PARTY WALL-REBUILDING-COMPENSATION.

(For Replies to this Query, see pp. 243-245.)

I shall be glad to have information on the following points:The building owner has served on the adjoining owner notice to pull down and rebuild the party wall, if, on survey, it be found so far defective as to be necessary or desirable-to raise the said wall, to cut into, repair, and make good the said wall, and all other necessary works incidental thereto.

The wall, on survey, is found to be sound and of good material, and sufficient for its present purpose, but may be found to be not strong enough to carry the additional weight of the stories raised thereon, and has to be rebuilt at sole cost of building owner.

The adjoining owner will have to vacate his premises if the wall is rebuilt. Is he entitled to compensation for loss of occupation-the works being for the sole benefit of the building owner?

Does the 87th Section of the Metropolitan Building Act empower the adjoining owner to require security for such compensation?

Does the above notice empower the building owner to pull down and rebuild the wall because it is of insufficient strength for the new building?

In the event of the wall not being pulled down, does the above notice to "raise, and all necessary works incidental thereto," cover underpinning, if there be no footings or damp course, by simply increasing the depth of the wall by the thickness of the new footings?

CLXIX.

LAND TAX ON QUIT RENTS.

(For Replies to this Query, see pp. 245-247.)

Is the lord of the manor liable to pay land tax on quit rents?

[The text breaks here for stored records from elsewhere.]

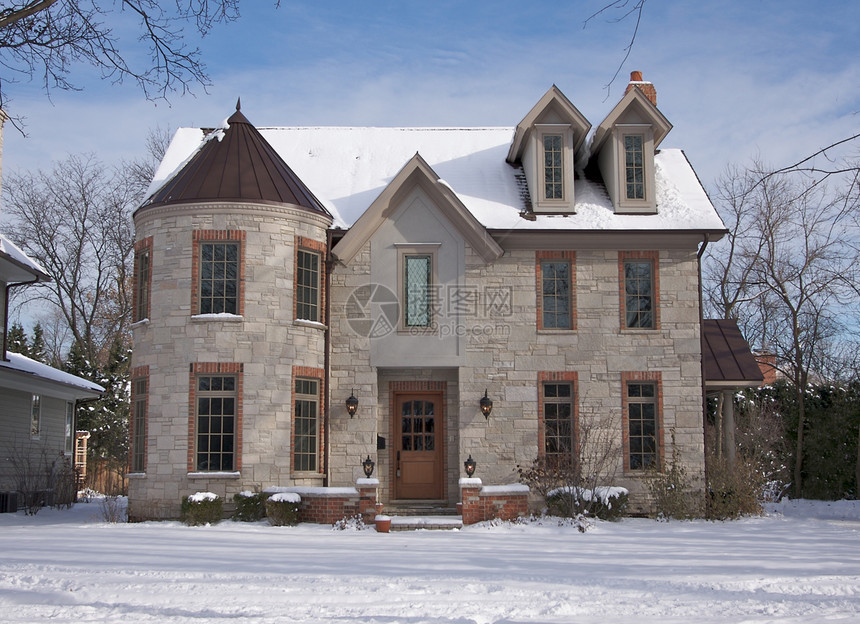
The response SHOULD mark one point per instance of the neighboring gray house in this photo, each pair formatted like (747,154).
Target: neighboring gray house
(37,402)
(284,272)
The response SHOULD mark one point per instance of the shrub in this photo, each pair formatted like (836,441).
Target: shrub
(250,506)
(606,503)
(201,508)
(672,491)
(733,490)
(282,509)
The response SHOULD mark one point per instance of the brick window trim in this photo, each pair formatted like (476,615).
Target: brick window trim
(303,243)
(145,244)
(554,255)
(213,368)
(654,257)
(403,387)
(318,374)
(655,377)
(208,236)
(571,377)
(138,373)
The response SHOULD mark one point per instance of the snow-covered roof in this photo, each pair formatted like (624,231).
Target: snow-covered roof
(348,167)
(19,265)
(22,364)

I collect some quit rents amounting to £2, £3, and £4, from individual copyholders, and they deduct land tax amounting to 4s. in the £ annually.

Should not the copyholder, who is in receipt of the annual value of the land, bear this impost?

CLXX.

TITHE ACT, 1891.

(For Replies to this Query, see pp. 247, 248.)

By Sec. 8, where the sum claimed for tithe rent-charge exceeds two-thirds of the annual value of the lands as ascertained and entered in the assessment for the purpose of Sch. E of the Income Tax Act, 1853, the owner, by applying to the County Court, may obtain a remission of so much, whether the whole or part of the sum claimed, as is equal to the excess.

Where lands are not let but farmed by the owners, and the accounts, produced to the Commissioners of Taxes, show that not only can no rent be charged, but an actual loss is sustained, no tax is therefore payable under Sch. B.

Under these circumstances can an owner claim any remission of tithe rent-charge?

In the numerous cases in which tenants satisfy the Commissioners of Taxes that they have farmed at a loss, and all charge under Sch. B. is remitted, has this any effect upon the tithe?

Farmers may now claim to be assessed for income tax under Sch. D.; does this do away with the Sch. B. assessment, and govern in the same way the amount payable for tithe rent-charge?